We’re so used to seeing search results presented in lists of words or pictures. But what if there’s a better way to search and find what you’re looking for?
Well, one company, Telcordia Technologies, thinks the answer lies with 3D spherical search results - kind of like being able to spin query results within the palm of your hand.
By wrapping multiple frames of a particular video into a sphere, the user can quickly skim through and enlarge video frames to ensure that the video is the right one before spending time loading it.
Ben Falchuk of Telcordia says, "The frames on the sphere are then reselected to correspond to the sub-scene of the video that the user is examining."
Oftentimes when people search for video content on a smartphone it takes a long time to load and once it’s loaded, may be the wrong video. This experience is time consuming and frustrating, which is why Telcordia created the sphere search technology.
With sphere search technology, a user can enlarge and view only a certain portion of a video that seems promising, thus saving him or her time and energy by only downloading about 3% of the video rather than the whole file. By downloading a small portion of the video, the user can determine whether or not the video is correct without loading it only to realize it’s not the right video.

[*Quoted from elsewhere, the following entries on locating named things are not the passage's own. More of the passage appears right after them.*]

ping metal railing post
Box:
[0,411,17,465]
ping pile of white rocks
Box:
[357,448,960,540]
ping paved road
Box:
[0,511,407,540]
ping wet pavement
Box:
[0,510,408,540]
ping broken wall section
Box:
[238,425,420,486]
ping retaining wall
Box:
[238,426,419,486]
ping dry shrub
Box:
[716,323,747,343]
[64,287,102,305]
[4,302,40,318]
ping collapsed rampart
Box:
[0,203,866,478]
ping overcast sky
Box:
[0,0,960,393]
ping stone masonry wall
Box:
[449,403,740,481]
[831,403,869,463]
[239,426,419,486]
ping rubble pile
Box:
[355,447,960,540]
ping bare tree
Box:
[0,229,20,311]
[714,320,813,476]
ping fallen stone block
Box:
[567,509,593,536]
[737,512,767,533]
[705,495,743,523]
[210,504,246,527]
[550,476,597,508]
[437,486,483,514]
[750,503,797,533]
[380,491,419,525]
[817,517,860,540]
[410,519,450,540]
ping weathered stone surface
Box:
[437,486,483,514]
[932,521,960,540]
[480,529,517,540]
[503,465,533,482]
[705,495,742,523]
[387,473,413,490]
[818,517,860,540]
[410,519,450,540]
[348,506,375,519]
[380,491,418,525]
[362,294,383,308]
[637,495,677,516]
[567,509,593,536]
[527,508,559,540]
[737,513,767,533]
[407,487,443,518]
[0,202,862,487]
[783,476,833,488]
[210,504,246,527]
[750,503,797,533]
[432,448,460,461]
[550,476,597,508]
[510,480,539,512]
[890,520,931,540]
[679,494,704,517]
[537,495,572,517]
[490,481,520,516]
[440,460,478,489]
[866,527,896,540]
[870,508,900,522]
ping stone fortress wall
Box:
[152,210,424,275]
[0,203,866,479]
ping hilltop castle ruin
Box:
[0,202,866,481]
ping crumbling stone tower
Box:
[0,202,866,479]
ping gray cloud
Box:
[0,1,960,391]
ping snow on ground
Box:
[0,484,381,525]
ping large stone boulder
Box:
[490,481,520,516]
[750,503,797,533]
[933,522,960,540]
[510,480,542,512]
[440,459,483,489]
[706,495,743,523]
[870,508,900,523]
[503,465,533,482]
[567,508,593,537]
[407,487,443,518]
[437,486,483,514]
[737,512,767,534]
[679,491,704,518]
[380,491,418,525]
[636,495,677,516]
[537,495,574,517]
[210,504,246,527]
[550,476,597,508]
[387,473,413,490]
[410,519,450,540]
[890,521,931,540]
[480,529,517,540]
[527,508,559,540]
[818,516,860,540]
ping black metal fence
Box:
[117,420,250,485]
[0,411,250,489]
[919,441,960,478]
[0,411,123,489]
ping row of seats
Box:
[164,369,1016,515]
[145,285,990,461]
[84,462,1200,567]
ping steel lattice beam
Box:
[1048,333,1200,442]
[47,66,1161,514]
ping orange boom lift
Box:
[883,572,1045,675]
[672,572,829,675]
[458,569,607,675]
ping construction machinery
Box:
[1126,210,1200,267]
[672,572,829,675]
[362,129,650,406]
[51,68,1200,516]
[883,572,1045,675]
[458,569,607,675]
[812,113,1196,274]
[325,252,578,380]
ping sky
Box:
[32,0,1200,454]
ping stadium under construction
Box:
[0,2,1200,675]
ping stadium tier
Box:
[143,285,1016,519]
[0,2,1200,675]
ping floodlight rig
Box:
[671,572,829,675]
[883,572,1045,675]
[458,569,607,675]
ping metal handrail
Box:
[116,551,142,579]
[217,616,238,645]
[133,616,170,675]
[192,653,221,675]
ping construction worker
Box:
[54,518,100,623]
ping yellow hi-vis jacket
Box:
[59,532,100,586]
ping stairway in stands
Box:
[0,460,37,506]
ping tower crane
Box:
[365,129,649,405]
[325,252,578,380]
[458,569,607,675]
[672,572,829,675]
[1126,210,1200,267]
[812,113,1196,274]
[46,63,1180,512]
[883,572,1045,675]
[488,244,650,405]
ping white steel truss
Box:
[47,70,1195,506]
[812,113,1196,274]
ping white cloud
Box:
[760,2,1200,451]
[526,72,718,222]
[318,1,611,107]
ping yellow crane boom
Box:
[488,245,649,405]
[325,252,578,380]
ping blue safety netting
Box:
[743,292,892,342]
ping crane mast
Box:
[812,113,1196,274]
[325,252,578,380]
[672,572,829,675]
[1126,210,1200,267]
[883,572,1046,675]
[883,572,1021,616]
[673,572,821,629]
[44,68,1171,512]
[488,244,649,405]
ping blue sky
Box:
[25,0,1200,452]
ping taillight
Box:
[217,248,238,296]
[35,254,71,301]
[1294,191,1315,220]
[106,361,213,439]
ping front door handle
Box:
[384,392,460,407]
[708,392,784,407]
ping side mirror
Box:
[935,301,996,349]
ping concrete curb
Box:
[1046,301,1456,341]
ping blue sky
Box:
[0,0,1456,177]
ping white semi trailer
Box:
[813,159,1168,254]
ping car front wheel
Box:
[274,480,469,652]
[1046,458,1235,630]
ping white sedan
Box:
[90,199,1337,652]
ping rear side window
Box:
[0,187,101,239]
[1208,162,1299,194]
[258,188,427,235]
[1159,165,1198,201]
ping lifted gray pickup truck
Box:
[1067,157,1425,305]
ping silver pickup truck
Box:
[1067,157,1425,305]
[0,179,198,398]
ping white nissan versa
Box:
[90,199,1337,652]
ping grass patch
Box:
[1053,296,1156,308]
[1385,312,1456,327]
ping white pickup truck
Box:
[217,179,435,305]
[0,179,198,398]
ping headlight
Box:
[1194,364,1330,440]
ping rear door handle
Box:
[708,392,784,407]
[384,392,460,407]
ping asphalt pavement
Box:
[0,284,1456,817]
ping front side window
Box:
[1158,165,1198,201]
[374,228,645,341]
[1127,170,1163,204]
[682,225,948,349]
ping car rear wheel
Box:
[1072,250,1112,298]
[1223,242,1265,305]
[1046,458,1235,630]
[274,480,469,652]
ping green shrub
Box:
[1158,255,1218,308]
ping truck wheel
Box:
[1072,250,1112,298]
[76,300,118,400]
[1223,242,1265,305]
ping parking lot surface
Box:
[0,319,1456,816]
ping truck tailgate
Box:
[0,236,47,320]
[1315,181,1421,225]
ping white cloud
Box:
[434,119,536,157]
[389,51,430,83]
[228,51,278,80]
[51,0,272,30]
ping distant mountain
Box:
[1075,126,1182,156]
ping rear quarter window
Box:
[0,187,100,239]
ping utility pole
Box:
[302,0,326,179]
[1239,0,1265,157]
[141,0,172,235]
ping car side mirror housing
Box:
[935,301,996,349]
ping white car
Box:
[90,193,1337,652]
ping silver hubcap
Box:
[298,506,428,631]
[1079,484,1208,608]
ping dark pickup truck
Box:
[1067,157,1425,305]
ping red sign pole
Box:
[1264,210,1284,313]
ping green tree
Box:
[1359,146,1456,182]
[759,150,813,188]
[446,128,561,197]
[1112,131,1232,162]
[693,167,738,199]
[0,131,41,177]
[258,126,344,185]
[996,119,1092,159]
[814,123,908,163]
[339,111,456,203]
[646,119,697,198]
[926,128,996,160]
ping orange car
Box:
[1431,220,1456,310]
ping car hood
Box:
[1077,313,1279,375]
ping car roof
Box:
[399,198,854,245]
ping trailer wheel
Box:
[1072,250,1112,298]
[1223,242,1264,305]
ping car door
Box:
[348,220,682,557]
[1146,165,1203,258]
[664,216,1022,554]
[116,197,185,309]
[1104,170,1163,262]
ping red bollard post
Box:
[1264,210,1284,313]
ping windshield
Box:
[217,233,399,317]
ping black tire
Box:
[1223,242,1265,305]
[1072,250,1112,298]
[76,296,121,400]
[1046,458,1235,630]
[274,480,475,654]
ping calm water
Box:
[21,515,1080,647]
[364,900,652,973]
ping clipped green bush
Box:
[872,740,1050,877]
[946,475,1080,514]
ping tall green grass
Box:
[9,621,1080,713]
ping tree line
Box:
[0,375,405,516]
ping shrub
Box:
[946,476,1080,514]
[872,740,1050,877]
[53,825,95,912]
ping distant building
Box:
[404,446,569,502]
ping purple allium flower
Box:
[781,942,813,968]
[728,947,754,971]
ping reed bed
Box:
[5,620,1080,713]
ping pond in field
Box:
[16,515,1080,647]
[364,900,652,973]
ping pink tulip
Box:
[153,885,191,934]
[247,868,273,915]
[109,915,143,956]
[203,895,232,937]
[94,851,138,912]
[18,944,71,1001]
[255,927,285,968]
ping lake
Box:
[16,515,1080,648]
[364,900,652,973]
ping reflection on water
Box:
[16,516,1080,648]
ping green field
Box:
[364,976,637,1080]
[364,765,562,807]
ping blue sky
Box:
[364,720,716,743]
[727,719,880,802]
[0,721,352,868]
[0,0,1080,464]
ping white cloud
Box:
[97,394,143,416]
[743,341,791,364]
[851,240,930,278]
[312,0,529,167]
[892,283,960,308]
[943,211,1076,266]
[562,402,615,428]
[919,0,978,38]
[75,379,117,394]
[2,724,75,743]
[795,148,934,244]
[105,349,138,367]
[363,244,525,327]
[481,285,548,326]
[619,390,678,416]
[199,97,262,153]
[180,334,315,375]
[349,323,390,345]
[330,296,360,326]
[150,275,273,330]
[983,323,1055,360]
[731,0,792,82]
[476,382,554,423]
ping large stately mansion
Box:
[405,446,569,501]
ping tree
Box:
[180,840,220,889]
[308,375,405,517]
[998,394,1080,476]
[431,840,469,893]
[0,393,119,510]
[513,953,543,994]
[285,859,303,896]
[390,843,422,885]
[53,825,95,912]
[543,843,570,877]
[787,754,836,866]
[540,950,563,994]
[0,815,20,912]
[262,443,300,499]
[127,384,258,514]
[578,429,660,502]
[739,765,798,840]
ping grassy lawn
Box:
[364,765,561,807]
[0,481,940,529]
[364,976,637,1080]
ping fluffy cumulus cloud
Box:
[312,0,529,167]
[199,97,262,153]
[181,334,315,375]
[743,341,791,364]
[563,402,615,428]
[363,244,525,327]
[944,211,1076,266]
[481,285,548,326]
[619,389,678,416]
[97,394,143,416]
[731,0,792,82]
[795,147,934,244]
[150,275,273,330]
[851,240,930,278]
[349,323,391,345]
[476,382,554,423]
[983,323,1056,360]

Of course, the challenge for Telcordia lies in choosing what clips will appear in the 3D sphere.
Falchuk notes that the simplest approach would be to select the first frame of the video, but there’s no guarantee that this will be an accurate portrayal of what’s in the video.
Another approach would be to crowd-source in order to analyze the way users watch a video (which portions they watch, which ones they skip) to produce a "hotspots" map of clips to include in the 3D sphere.
A digital multimedia researcher at the German Research Center for Artificial Intelligence, Adrian Ulges, adds that the 3D sphere may be beneficial for advertisers that want to make sure their ads appear on the right type of content.
But can the app scale and analyze each new piece of video content that appears on the web?
Stats that reveal 24 hours of video is uploaded to YouTube every minute may prove this to be a daunting task.